Guns should not be carried by police officers in Indigenous communities, according to Aboriginal and Torres Strait Islander Social Justice Commissioner June Oscar.

Oscar endorsed the calls from the Yuendumu community and Warlpiri people for police officers to cease carrying firearms in their communities, following the fatal shooting of Kumanjayi Walker two years ago.

Constable Zachary Rolfe was recently found not-guilty of Walker’s murder in 2019 following a five-week jury trial in the Northern Territory. Now the NT’s anti-corruption commissioner is considering an inquiry into Rolfe’s arrest four days after Walker’s death. 

“Walker’s family have been brave, courageous, and determined to bring the trial to public attention during this painful period. And now they continue to call for urgent reforms,” Oscar said.

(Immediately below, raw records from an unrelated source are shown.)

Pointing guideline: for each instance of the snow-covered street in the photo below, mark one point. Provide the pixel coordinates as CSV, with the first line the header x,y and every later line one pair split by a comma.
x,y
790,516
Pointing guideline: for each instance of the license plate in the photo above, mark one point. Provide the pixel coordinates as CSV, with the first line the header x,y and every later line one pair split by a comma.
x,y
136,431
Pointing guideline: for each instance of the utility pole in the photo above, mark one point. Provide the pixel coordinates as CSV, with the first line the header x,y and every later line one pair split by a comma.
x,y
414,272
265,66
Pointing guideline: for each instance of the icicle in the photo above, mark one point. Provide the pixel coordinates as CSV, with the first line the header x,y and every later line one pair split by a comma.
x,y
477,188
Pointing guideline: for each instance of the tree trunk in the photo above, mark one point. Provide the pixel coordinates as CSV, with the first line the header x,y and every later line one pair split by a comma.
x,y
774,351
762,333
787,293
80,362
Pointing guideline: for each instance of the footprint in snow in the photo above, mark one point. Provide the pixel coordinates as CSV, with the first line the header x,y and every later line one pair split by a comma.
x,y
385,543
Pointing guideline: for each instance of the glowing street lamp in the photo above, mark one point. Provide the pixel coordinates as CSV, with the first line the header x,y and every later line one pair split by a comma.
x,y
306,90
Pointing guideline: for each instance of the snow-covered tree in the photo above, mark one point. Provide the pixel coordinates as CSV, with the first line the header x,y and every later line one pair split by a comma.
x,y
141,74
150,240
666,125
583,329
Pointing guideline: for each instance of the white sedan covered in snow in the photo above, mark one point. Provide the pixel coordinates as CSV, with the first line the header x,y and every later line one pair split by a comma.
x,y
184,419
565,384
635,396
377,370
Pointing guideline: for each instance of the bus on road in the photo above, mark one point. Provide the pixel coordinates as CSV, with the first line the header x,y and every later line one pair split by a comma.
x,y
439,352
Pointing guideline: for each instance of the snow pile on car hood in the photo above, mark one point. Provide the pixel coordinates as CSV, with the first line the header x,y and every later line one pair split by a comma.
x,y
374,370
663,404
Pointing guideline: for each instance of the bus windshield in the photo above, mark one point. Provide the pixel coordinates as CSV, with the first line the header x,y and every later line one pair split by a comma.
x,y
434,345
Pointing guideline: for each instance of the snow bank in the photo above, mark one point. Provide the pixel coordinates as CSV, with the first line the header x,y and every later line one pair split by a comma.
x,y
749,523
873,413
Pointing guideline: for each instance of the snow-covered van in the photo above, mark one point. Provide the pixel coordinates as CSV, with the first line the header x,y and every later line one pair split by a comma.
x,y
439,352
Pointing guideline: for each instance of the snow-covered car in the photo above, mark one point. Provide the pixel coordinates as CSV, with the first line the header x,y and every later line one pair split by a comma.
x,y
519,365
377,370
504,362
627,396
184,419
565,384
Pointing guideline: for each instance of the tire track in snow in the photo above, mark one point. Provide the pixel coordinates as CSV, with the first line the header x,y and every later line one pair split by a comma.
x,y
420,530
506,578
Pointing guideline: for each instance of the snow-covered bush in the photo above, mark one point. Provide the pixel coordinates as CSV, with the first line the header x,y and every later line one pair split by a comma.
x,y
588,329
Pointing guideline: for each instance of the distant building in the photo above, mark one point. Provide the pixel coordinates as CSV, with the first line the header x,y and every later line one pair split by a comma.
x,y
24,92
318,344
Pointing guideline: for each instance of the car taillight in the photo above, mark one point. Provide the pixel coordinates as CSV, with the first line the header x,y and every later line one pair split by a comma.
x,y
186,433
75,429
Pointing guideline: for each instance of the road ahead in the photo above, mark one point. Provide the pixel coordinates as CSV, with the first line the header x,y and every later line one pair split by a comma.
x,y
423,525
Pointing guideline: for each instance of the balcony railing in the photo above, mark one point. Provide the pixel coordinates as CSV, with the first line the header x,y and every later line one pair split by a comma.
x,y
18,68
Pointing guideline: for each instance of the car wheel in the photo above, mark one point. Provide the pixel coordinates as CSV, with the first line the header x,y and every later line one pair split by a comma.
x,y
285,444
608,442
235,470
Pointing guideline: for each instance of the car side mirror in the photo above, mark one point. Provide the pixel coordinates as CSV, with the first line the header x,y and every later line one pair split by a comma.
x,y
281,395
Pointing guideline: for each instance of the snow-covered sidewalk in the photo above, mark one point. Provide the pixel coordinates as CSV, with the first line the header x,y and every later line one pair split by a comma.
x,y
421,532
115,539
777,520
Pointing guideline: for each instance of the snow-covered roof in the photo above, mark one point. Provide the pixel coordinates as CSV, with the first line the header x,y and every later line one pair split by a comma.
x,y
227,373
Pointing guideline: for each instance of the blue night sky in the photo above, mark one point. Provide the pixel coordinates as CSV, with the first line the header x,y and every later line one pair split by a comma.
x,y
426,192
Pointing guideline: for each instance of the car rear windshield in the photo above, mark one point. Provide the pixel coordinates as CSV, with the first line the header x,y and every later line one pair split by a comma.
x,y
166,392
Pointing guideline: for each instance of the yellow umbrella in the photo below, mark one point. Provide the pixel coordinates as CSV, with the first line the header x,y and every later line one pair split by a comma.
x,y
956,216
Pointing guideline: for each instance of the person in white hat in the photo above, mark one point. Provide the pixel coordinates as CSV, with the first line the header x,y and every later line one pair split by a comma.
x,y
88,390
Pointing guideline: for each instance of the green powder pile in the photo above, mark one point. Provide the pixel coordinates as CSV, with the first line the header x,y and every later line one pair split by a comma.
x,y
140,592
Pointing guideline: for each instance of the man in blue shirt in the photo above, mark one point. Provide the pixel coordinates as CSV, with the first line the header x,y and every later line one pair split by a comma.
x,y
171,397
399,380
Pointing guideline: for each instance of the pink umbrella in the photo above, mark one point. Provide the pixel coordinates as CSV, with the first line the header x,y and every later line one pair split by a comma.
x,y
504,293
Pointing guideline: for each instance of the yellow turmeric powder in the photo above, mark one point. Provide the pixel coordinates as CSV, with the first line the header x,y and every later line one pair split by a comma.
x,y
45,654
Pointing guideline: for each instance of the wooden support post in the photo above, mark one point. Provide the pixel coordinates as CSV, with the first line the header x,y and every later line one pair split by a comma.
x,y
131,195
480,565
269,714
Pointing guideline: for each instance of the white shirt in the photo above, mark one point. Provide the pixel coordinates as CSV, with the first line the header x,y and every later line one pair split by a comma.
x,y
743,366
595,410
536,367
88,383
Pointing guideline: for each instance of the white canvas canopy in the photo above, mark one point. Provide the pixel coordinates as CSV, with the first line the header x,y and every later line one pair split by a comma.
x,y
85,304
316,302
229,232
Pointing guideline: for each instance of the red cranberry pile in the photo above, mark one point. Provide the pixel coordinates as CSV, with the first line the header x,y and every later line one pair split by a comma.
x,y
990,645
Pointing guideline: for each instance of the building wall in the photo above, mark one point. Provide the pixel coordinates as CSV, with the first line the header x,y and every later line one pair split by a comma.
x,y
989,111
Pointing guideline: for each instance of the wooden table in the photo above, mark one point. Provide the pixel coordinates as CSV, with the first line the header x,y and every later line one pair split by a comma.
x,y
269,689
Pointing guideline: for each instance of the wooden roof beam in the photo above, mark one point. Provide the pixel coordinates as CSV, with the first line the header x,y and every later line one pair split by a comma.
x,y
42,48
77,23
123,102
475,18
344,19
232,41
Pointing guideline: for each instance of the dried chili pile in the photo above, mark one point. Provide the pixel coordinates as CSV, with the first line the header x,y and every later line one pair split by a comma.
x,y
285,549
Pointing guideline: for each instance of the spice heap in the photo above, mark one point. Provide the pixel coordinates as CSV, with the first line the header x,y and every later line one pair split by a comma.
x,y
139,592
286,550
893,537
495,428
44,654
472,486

“I stand with them in their ongoing pursuit of justice for all First Nations peoples.”

Elders and Indigenous liaison officers should hold decision-making positions in policing matters, Oscar said, and the government must make substantial investments in community supports and trauma-informed responses to counteract the over-policing of First Nations people. 

The commissioner also called for the implementation of all recommendations made by the 1987 Royal Commission into Aboriginal Deaths in Custody from 30 years ago. More than 500 Indigenous people have died in custody since those recommendations were made. 

“Mass incarceration and the deaths of First Nations people when in contact with the justice system must end,” Oscar said. 

“We have long held the solutions, and countless inquires and reports have given us the way forward. But time and again we fail to effectively implement them, and as a result we continue to see First Nations men, women and children dying in our so-called justice system. Enough is enough.”

First Nations people have been the victim of several recent police shootings, with a young Indigenous man currently in a critical condition after being shot six times by a police officer near Darwin.

The NT police association has rejected the calls for a gun ban in remote Aboriginal communities with president Paul McCue saying on Monday that the union did not support such measures. 

“It was avoidable, but members of the police force have the right to protect themselves, and to protect others.

“They put their lives on the line to do that, and we do not support the removal of firearms,” McCue said. 

Oscar noted that mass incarceration and over-policing of First Nations people in Australia was driven by systemic and structural problems. She said changes to the justice system and more were needed to redress the ‘grave injustice of Indigenous deaths’.